On that background, the purpose of this study was to externally validate Nandra et al.’s 6 1-year BBN prediction model for survival in patients with bone sarcomas and to develop a GBM model using their training cohort and evaluate whether the GBM model outperformed the suggested BBN model when externally validated in an independent Danish population cohort.
Material and methods
This is a retrospective study. Our training cohort was originally described by Nandra et al. 6 Briefly, 3493 patients with newly diagnosed bone sarcomas treated between 1970 and 2012 at the Royal Orthopedics Hospital, Birmingham UK were included from their institutional prospectively maintained database. The same cohort was used as the training cohort for the creation of the GBM model in this study. From the Danish Sarcoma Registry, 13 a cohort of patients (n = 771) newly diagnosed with bone sarcomas during 2000–2016 was obtained and was used for the external validation cohort for the BBN model by Nandra et al. 6 as well as for external validation of the GBM model proposed in this study. Approval for the study was obtained from the Danish Data Protection Agency (no. P-2019-54) and the Danish Patient Safety Authority (no. 3-3013-2866/1).
External validation of the BBN model
The validation cohort comprised 771 patients with newly diagnosed bone sarcoma included from the Danish Sarcoma Registry (DSR) 13 during January 1, 2000–June 22, 2016. The Danish Sarcoma Registry is a national database prospectively maintained since January 1, 2009. Patients from the year 2000 to 2008 were later included in the DSR by validation through the Danish Cancer Registry and the Danish National Pathology Registry. 14 Patients were included from the only two tertiary referral centers for orthopaedic oncology in Denmark. All patients were accounted for a minimum of 1-year follow-up due to the Danish Civil Registration System, 15 where the exact date of death is known for all Danish patients. Survival was defined as the time from the first contact to a tertiary referral center to the date of death or completed 1-year follow-up. Apart from three foreign citizens, no patients were lost to follow-up. Of the 771 patients, 113 (15%) died within the 1-year follow-up (Figure 1).

By shuffling copies of all features, the chosen Boruta algorithm trains a Random Forest on the overall data. Features are then rejected or confirmed. Confirmed features are ranked with their relative influence in the GBM model as demonstrated.
Nandra et al.’s 6 BBN model included 11 candidate features for final analysis: age, sex, tumor size at diagnosis, location, grade, alkaline phosphatase, metastasis at diagnosis, pathologic fracture at diagnosis, diagnosis, tumor site, status 1-year after diagnosis, and year of diagnosis. The Danish Sarcoma Registry contains patient characteristics, tumor characteristics, treatment data, and vital status death 13 —most of the required variables for this validation.
Alkaline phosphatase was not available from the Danish Sarcoma Registry and hence was not included for validation. In the validation cohort, tumor grade was defined by the Myhre-Jensen classification until 2004 16 and from 2004 and onward by the Fédération Nationale des Centers de Lutte Contre le Cancer (FNCLCC). 17 Essential for validation is that features used in the training cohort and validation cohort are identical and hence tumor grades were converted as follows: Grade I = 1 = low, Grade II = 2 = intermediate, Grade IIIa and IIIb = 3 = high. No other variables were converted.
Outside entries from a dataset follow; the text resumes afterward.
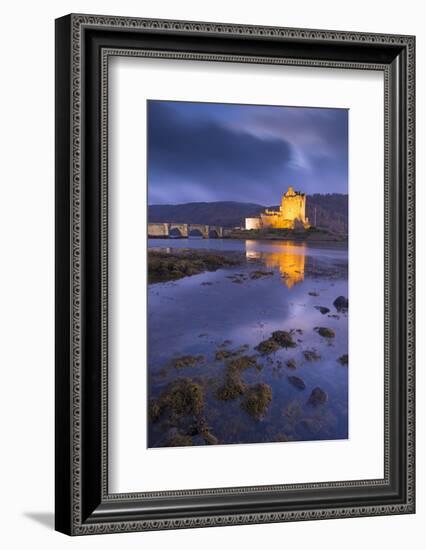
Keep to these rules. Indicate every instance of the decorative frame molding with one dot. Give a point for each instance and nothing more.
(84, 43)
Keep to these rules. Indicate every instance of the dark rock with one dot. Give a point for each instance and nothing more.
(317, 397)
(283, 338)
(188, 361)
(344, 359)
(257, 400)
(179, 440)
(259, 273)
(325, 332)
(297, 382)
(311, 355)
(291, 363)
(267, 346)
(322, 309)
(341, 304)
(232, 387)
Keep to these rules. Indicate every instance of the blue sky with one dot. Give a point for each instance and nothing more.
(204, 152)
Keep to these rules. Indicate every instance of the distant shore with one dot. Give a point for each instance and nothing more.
(311, 235)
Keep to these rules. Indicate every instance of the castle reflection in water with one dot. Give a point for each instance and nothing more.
(288, 258)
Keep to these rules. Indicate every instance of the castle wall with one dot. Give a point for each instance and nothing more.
(292, 213)
(253, 223)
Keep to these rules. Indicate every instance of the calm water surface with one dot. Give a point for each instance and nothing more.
(196, 315)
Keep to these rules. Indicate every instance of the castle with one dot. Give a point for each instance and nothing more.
(291, 214)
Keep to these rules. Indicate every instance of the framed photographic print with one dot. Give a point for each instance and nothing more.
(234, 222)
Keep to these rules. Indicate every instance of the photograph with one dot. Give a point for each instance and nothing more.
(247, 261)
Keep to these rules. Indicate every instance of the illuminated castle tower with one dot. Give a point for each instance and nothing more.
(291, 215)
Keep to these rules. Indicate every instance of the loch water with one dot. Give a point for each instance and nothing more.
(228, 309)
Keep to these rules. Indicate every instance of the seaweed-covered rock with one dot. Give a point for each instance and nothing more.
(260, 273)
(325, 332)
(297, 382)
(323, 310)
(210, 439)
(224, 354)
(257, 400)
(291, 364)
(341, 304)
(311, 355)
(179, 440)
(267, 346)
(232, 387)
(241, 363)
(317, 397)
(182, 397)
(188, 361)
(283, 338)
(344, 359)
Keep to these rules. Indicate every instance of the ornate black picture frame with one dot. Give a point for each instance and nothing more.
(83, 45)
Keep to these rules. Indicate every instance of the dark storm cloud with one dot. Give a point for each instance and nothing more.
(208, 152)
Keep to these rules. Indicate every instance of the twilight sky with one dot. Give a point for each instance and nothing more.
(202, 152)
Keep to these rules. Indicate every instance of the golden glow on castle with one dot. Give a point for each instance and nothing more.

Using the Danish validation set, we then determined the ability of accuracy and discrimination by receiver operating characteristic (ROC) analysis and area under the curve (AUC). 18 Validation was considered successful if the AUC under the ROC curve was greater than 0.7 as the lowest acceptable threshold and was determined a priori. In essence, the area under the curve is interpreted as the probability that a person who experienced the outcome (death) had a higher predicted probability than the person who did not experience the outcome; accordingly, discrimination is a measure of how well the model can separate those who do and those who do not experience the outcome. A value of 1 is perfect discrimination, and a value of 0.5 represents chance. Overall predictive model performance was evaluated with the Brier score. 19 The Brier score quantifies the compliance between the predicted probability and observed outcome. The reported value between 0 and 1 is the average squared differences between all the predicted and actual outcomes in the cohort, with 0 indicating perfect agreement and 1 indicating perfect disagreement. However, a score of 0.25 reflects a 50% incidence of outcome, and hence, scores above 0.25 are also to be considered noninformative. 20 The BBN model was used “as-is” by Nandra et al. without prior refitting or optimization and no other imputation of data was used. Validation of the BBN model was performed using commercially available software (FasterAnalyticsTM, DecisionQ Corp., Washington, DC, USA).
Development of GBM model
To mitigate overfitting, a 10-fold cross-validation of the training cohort was initially conducted. Using randomization, data were split into 10 unique test and train sets with balanced events per variable. Each test and train set comprised 20% and 80% of data, respectively. A GBM model was trained on a training set (n = 2794) and subsequently tested on the corresponding test set (n = 699).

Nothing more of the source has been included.